Rep. Liz Miranda of the 5th Suffolk District spoke in support of the Safe Communities Act, a bill that failed to pass last year and would decrease police involvement with Immigration and Customs Enforcement throughout the state. This year, it was filed by Eldridge in the Senate and in the House by Miranda and Rep. Ruth Balser of the 12th Middlesex District.
The bill would prevent police from inquiring about immigration status or notifying ICE that a detainee is about to be released, require them to inform detainees in their own language that they may decline an interview with ICE and otherwise end cooperation between law enforcement and the federal agency.
“We know that there’s a lot of anti-immigrant rhetoric coming out of the White House, but let’s be honest with ourselves: it’s also happening in our commonwealth,” Miranda said. “We think about Massachusetts as a safe place for all, and it’s currently not.”
Other legislators spoke as well, including Sen. Sonia Chang-Diaz, who is sponsoring the Promise Act along with Reps. Mary Keefe and Aaron Vega. The education bill would increase funding for public school districts across the state, especially high-need districts, by reworking the foundation budget, a formula established in 1993 that determines how much money each district needs to give its students an adequate education.

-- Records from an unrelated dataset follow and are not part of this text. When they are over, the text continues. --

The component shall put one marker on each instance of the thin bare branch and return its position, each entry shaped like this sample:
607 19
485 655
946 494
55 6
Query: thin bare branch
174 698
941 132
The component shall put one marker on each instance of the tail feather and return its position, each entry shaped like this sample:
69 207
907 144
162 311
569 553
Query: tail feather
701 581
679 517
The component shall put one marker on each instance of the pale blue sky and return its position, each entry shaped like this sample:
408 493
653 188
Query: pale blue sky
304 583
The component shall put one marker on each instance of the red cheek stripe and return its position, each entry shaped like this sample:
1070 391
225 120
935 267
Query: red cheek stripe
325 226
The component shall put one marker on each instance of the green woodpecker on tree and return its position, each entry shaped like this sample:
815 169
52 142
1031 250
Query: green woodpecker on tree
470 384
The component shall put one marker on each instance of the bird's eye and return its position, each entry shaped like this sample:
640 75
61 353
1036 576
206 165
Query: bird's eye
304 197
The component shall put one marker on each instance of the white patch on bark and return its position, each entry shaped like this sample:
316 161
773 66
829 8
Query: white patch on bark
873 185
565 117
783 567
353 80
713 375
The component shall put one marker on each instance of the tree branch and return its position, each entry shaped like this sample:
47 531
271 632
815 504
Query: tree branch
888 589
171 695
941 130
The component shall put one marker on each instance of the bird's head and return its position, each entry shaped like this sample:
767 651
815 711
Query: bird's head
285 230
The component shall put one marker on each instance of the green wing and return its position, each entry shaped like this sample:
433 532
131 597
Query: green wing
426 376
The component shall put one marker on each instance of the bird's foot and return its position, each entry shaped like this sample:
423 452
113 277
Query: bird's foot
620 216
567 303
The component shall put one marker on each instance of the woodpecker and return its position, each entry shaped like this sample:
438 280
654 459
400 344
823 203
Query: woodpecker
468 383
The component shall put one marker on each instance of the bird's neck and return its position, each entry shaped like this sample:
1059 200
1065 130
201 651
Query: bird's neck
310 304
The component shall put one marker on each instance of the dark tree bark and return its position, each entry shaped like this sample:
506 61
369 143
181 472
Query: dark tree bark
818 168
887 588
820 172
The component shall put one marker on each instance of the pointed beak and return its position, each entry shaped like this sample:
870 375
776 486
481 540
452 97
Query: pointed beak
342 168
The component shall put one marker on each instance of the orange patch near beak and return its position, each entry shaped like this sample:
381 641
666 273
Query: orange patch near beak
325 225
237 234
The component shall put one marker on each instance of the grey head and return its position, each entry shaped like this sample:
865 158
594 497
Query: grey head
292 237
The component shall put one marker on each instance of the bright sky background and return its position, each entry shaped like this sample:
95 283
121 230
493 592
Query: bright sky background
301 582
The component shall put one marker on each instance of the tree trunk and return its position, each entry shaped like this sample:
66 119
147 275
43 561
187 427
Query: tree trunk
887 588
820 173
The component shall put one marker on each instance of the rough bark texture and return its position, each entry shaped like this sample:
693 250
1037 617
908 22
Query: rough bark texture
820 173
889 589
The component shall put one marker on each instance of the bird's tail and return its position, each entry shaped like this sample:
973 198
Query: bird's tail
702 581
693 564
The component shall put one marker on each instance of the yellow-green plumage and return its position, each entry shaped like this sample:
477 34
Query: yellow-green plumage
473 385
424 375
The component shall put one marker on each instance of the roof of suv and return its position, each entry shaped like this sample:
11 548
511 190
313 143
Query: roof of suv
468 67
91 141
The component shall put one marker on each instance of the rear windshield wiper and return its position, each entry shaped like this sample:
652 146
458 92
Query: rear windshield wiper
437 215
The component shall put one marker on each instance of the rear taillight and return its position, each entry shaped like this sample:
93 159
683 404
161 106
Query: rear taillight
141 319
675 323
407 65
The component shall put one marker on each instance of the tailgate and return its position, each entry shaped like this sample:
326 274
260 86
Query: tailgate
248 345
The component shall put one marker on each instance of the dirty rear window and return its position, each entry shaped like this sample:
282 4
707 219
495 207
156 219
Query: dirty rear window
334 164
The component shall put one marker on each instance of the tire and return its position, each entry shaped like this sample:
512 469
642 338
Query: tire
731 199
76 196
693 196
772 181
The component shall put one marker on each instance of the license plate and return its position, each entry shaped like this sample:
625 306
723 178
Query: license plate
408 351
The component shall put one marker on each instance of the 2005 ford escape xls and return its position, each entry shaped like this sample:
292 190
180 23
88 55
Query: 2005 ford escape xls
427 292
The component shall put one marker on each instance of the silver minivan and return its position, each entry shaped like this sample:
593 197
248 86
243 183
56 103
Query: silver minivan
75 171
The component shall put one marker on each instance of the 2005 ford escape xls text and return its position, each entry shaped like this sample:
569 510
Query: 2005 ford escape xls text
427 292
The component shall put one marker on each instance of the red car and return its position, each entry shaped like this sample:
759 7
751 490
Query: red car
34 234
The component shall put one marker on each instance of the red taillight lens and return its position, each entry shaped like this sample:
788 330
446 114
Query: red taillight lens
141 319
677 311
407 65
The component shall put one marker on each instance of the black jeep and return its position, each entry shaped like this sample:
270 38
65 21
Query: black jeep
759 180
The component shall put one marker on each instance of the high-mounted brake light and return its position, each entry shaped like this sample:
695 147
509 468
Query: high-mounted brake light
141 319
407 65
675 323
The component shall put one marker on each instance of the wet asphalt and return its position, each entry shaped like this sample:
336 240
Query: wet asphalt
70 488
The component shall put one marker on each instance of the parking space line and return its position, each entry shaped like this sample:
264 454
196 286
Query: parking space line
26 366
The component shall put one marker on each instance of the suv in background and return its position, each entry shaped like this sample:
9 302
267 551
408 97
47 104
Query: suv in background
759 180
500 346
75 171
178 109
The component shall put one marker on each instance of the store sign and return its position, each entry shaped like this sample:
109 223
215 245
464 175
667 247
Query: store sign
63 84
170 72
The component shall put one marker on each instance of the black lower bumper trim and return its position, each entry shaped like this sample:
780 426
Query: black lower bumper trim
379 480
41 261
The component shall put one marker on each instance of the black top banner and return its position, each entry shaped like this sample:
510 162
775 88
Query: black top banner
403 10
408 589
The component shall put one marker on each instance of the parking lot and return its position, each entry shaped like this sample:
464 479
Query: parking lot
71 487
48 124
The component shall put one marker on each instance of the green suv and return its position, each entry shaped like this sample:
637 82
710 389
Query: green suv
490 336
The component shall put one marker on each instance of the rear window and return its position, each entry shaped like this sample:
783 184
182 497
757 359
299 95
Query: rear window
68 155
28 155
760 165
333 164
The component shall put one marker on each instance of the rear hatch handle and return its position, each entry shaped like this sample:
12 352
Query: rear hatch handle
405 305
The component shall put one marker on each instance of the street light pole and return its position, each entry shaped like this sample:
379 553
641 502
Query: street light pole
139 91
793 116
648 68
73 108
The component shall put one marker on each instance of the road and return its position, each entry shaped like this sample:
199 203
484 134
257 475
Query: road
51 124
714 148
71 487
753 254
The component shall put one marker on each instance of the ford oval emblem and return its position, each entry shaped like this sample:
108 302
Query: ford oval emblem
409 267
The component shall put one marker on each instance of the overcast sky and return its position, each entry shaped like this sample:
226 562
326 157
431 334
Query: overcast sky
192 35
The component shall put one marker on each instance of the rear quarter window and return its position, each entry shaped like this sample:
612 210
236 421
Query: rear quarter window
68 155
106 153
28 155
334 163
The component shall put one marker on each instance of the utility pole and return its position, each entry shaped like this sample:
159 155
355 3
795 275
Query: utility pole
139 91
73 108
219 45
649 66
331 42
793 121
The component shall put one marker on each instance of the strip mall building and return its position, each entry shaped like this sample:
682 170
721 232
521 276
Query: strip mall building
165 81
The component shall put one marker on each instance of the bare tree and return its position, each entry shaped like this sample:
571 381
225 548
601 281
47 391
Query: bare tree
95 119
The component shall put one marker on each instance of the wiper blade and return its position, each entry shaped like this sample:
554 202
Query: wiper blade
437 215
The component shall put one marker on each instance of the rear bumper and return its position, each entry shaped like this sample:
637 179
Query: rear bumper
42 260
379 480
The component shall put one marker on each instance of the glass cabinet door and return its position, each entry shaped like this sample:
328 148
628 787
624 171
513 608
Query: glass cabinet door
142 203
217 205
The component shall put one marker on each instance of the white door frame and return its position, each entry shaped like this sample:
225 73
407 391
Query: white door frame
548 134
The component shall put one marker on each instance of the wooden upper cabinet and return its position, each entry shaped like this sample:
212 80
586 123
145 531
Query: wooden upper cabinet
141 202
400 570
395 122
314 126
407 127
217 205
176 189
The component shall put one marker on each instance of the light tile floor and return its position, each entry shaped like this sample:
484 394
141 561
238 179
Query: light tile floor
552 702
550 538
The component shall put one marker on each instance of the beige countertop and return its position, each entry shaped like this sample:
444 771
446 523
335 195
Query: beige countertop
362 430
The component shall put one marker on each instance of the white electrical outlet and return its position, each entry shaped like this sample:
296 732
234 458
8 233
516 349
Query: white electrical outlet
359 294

“There are a couple of things in the formula that, despite our efforts in 1993, we never got right,” Chang-Diaz said. “Those things are the components in the formula that have to do with educating low-income students and educating English language learners. We did recognize that we need to do more, but we didn’t know at the time how hard it was.”
Other bills supported by Progressive Massachusetts include the Fair Share Amendment, which would create an additional 4 percent tax on annual income above $1 million; bills that would guarantee affordable public higher education, early education and childcare; Medicare for All; a bill that would remove severe restrictions on inmate visitation for incarcerated people; the HOMES Act, which would allow the sealing of eviction records; abortion law reform; environmental action; and others.
Members of the public who visited their legislators on the lobbying day had myriad reasons to speak with them. Caraline Levy of Framingham was there to promote democratic reforms like ranked-choice voting and same-day registration, but she was most passionate about education funding through the Promise Act.
“In Framingham, we have a lot of children that are very poor, and the funding is providing unequal education,” Levy told the Banner. “We need to increase funding for poor communities.”
Esther Brownsmith of Medford, however, told the Banner she was there to support the Safe Communities Act.
“Right now in the current state of the country, immigrants are under a state of attack that’s unprecedented. We really need to start immigration reform in our state,” she said. “We’ve got the votes. It’s just a matter of getting leadership to move it forward.”